Tuesday, June 2, 2009

Peregrines 2009

The banding season for Peregrine Falcons in the Twin Cities is underway! For most of you reading this blog, you know this initiative, and this species, is near and dear to my heart. The cooperation and innovations that came about due to bringing this species from the brink of extinction to being incredibly successful is just awe inspiring. Last week, the Peregrine chicks from the Colonnade building in St Louis Park, MN were banded. There were four, which was typical for that site.

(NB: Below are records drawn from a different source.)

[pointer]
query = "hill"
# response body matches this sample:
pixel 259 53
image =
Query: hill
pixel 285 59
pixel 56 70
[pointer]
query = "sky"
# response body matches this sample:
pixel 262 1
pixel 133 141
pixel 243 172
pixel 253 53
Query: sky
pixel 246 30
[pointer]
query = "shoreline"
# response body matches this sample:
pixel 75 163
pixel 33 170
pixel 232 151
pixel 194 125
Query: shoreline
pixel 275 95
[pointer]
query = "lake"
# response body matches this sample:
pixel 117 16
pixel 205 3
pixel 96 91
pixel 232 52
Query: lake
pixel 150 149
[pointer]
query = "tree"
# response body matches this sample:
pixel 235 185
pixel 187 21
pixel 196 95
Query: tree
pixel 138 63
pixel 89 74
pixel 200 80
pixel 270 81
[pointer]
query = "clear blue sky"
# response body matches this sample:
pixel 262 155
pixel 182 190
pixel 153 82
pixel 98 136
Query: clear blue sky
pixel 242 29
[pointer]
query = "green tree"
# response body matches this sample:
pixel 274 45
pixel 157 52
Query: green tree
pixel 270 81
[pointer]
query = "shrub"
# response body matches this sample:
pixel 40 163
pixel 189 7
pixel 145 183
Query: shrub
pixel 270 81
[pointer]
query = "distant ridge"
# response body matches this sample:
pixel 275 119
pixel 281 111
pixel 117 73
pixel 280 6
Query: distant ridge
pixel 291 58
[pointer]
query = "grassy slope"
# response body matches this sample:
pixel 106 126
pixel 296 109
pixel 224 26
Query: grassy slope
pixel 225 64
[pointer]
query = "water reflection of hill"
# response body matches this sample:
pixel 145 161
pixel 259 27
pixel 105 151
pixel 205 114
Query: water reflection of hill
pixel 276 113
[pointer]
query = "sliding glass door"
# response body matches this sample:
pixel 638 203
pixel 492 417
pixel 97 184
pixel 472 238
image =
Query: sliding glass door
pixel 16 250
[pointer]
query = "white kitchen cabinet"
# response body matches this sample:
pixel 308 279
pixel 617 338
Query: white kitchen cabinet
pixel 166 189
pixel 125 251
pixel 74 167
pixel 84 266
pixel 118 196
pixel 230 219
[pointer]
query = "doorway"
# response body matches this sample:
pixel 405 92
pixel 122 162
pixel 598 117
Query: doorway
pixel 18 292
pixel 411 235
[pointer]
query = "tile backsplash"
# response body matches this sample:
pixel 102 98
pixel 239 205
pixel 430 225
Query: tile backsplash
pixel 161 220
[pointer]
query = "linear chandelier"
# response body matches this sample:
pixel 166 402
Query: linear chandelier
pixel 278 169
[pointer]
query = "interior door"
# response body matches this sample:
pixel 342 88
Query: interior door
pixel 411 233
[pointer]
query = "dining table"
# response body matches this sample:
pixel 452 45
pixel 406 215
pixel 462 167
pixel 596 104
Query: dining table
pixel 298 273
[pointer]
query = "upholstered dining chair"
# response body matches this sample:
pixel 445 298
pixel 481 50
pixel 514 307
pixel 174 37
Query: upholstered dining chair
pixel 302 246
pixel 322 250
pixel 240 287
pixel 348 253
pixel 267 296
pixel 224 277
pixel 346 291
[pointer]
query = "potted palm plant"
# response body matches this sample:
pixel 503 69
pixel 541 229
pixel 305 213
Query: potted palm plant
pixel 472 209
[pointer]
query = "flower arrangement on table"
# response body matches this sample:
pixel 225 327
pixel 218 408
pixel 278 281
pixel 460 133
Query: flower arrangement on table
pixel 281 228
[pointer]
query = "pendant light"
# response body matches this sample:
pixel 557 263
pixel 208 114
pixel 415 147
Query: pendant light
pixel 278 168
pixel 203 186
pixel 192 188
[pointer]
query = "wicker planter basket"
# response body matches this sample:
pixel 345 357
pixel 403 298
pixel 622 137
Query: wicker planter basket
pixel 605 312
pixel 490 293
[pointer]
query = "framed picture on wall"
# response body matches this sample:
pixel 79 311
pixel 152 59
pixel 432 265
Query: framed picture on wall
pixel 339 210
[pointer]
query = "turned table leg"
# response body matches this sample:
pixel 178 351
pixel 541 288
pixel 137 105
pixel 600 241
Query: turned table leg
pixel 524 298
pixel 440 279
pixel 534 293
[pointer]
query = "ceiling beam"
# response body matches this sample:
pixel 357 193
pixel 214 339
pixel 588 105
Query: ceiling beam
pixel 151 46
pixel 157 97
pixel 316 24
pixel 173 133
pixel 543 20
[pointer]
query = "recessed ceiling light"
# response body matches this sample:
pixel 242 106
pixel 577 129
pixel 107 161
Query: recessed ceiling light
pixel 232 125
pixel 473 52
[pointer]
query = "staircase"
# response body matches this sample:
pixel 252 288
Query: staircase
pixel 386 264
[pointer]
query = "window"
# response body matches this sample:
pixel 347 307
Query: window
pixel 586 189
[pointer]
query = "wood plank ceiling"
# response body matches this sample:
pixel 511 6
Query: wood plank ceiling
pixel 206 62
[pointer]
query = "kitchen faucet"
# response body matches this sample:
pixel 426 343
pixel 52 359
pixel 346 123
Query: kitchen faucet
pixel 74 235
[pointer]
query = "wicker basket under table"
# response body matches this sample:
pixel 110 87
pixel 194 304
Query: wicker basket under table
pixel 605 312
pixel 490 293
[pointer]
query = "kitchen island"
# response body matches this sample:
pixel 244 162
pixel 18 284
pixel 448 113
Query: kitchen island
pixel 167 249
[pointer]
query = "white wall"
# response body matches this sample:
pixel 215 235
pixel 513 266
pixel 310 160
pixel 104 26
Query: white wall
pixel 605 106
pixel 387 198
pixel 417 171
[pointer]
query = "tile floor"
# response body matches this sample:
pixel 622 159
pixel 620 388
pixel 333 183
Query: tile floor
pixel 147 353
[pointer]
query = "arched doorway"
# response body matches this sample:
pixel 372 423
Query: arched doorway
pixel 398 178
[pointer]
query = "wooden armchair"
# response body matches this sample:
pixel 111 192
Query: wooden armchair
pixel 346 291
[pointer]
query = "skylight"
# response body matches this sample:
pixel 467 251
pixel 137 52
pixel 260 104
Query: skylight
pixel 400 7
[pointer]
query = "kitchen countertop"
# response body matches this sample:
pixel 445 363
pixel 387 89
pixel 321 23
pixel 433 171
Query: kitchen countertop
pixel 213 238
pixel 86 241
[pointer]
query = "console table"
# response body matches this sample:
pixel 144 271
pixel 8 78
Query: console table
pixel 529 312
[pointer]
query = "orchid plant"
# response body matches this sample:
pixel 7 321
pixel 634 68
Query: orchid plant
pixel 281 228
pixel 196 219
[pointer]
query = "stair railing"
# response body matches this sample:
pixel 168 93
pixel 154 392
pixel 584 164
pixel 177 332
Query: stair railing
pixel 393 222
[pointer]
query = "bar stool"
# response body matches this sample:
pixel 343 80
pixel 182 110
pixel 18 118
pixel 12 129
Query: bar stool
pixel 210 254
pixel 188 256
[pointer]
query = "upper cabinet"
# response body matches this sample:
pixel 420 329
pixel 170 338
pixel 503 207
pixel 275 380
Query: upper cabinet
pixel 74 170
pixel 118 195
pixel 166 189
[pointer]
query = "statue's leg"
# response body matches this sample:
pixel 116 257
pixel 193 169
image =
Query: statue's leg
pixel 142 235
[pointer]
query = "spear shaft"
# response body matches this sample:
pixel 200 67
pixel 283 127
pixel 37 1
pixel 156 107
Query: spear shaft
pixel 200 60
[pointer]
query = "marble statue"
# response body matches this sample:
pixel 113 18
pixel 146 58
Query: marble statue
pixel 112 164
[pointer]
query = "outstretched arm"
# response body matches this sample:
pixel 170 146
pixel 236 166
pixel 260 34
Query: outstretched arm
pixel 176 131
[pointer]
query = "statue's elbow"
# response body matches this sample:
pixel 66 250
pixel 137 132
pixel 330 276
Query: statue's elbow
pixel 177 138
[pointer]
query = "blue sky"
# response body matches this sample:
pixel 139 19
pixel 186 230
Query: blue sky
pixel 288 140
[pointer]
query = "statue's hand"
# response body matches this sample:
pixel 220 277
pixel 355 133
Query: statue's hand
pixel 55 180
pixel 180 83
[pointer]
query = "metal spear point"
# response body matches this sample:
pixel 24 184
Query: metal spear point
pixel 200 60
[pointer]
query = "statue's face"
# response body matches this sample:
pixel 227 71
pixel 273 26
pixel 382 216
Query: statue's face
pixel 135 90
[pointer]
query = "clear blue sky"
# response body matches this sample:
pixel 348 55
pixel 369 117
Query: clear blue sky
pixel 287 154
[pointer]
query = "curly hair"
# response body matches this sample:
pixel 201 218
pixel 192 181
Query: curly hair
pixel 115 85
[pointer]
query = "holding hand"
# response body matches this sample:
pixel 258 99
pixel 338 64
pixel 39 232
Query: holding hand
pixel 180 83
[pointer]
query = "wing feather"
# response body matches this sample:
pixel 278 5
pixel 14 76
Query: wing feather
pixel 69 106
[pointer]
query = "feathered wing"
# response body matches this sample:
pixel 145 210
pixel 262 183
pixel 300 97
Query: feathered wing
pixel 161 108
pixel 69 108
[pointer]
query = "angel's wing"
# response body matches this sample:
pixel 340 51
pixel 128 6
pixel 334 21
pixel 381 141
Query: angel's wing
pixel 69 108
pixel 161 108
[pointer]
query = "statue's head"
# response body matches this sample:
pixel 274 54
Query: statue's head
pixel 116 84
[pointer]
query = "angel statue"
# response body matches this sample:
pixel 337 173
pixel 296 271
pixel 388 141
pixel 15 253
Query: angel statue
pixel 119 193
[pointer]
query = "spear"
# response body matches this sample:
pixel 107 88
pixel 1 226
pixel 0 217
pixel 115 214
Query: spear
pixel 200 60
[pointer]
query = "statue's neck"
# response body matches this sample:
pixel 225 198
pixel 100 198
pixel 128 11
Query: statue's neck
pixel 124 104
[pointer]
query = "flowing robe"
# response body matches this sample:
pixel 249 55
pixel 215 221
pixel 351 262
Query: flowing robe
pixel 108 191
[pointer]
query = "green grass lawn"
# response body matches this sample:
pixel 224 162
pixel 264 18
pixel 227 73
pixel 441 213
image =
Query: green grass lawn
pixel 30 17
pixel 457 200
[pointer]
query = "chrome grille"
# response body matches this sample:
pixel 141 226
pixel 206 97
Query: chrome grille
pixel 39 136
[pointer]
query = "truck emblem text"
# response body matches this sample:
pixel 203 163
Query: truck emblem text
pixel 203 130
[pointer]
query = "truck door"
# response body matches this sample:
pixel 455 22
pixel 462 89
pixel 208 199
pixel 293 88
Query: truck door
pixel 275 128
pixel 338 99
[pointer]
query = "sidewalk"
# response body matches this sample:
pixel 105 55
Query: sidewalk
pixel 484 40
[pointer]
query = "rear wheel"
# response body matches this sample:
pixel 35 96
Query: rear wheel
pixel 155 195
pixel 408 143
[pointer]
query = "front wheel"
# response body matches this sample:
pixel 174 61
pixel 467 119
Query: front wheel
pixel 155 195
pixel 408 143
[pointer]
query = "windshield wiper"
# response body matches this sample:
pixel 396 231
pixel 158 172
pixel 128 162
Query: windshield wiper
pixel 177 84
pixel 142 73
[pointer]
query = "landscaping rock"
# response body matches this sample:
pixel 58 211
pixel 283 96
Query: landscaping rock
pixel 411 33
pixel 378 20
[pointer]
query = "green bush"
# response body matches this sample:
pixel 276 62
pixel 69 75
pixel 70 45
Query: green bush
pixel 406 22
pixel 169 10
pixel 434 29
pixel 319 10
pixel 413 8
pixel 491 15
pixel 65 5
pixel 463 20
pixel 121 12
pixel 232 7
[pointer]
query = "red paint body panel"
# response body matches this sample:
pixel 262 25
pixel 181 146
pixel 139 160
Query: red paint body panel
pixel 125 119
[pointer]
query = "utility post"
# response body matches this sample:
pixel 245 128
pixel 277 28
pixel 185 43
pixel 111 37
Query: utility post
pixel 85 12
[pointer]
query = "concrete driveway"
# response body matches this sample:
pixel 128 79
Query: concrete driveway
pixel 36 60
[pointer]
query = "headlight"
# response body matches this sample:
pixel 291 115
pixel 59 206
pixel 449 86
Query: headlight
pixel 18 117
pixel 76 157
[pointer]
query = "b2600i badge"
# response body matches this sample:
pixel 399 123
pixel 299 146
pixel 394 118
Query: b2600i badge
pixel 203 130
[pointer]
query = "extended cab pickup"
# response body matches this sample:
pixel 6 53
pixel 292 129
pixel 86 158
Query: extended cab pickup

You can see from the picture of the chick on the table that wing feathers are starting to come in - they are the gray shafts on the wing. The chicks were about three weeks old, which was a perfect time to band. Their legs were the size to judge easily if they were male or female. You can see the two different bands that are put on the chicks' legs - the purple band is a US Fish and Wildlife Service (federal) band that has more numbers that would probably be easy to read with a spotting scope. The second band, called a project or color band, has only a few numbers or letters in a sequence. They are either black over green or black over red. There is a great website that the public can check bands or individual birds, sites and other great information, at Midwest Peregrine. By the way, the first nesting attempt for this site was 1991, and as of last year, there were 58 young produced from this site.

These photos are of the female flying. The photo at left is of the window washer box that is used to lower the banders near the nest box, to gather the chicks. The parent is obviously very protective of the nest box and the chicks. The banders do not keep the chicks for long, and the information that we have been able to gather to provide opportunities for this species to recover is well worth the small time of discomfort.
The last photos are from the banding at the Wells Fargo building in Bloomington, MN. There were five chicks at this site. They were a few days younger than the chicks at the Colonnade. The bulges that you see at their chests are their crops - full from a recent meal. The down feathers do not cover the skin, so the full crops are easy to see. The first year for attempted nesting at this location was 1997, and as of last year there were 35 young produced.